The play throws us straight into the heart of the story, with Sophie already fully committed to her extreme dieting regime, and her family very much aware that something’s not right. The focus is never really on how they got to this point, but rather on where they go from here, and Kelson paints a moving picture of a loving family unit at risk of being pulled apart by a dangerous force they can’t see and don’t know how to defeat. Zoom productions come with some inevitable limitations, but in this case the format is used well, placing Sophie alone on one screen, while her mum, dad and sister sit together around the kitchen table on another, highlighting her isolation and the growing distance between them.
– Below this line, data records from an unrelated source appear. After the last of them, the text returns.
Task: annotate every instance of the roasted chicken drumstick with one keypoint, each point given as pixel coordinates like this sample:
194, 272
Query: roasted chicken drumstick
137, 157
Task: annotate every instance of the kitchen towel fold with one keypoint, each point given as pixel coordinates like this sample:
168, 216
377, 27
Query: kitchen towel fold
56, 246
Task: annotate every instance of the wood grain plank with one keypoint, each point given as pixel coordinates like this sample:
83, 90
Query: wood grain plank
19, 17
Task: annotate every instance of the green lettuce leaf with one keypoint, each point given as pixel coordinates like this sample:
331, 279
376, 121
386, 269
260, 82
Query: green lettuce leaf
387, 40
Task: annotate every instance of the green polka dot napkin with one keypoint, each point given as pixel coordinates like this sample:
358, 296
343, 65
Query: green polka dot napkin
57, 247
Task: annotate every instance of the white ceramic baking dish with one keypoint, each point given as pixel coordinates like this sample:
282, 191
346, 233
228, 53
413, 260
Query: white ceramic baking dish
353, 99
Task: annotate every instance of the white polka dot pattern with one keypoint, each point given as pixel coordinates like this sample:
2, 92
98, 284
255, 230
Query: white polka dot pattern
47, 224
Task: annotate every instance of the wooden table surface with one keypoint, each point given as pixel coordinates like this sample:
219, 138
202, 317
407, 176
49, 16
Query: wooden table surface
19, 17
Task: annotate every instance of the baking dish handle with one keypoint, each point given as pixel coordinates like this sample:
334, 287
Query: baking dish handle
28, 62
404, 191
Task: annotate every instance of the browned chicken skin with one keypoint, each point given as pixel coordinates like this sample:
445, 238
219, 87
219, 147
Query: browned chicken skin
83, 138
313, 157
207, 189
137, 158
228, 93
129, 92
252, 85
It’s unclear at what stage in the timeline of events the family reached out to a therapist, but the presence of Jasmine allows us to gain an insight into the psychology of eating disorders, not only for those directly affected, but also for their loved ones. In fact it often feels Jasmine is there more for the audience’s benefit than for the family’s; she spends much of her time directly addressing the camera, and her tenuous animal analogies, while helpful to explain the theory to an impartial observer, repeatedly fall flat with her clients. It’s only when she begins to engage on a more personal level that the family start to make some progress.

This isn’t the only point where the play purposefully sets out to educate. While the part social media plays in promoting unhealthy body image may be obvious to most, there’s also an interesting scene in which Katie explains to her dad the less obvious role of cookies (the computer kind), and the danger that in seeking help online, those affected by eating disorders may find themselves drawn into “support” groups of the wrong kind. This conversation feels a bit deliberate and does little to develop the story, but it does add value to the play in demonstrating how modern technology can simultaneously both help and harm in ways we might not have thought about.

Eden Vansittart gives a compelling performance as Sophie, a teenager caught between her affection for her family and her desperate fear of not living up to the ideal standards Ana demands from her daily. Ultimately this is her journey, and despite everyone’s efforts to help, she alone can decide which path she wants to follow. But that’s not as straightforward as it sounds, and Vansittart captures well the turmoil her character is experiencing, especially in a powerful final scene that takes the audience on an unexpected rollercoaster of emotion.

For those already familiar with the impact of eating disorders, Devil’s Food Cake may hit a bit close to home – it comes with a clear trigger warning for good reason. But for those of us who know less, but want to understand more, it’s a powerful and poignant portrait of the untold damage such conditions can cause to both health and relationships, and a fascinating (and depressing) insight into how the modern world we live in, even with all its medical and technological advances, may still only be making things worse.

Devil’s Food Cake is available to watch online as part of Brighton Fringe until 27th June.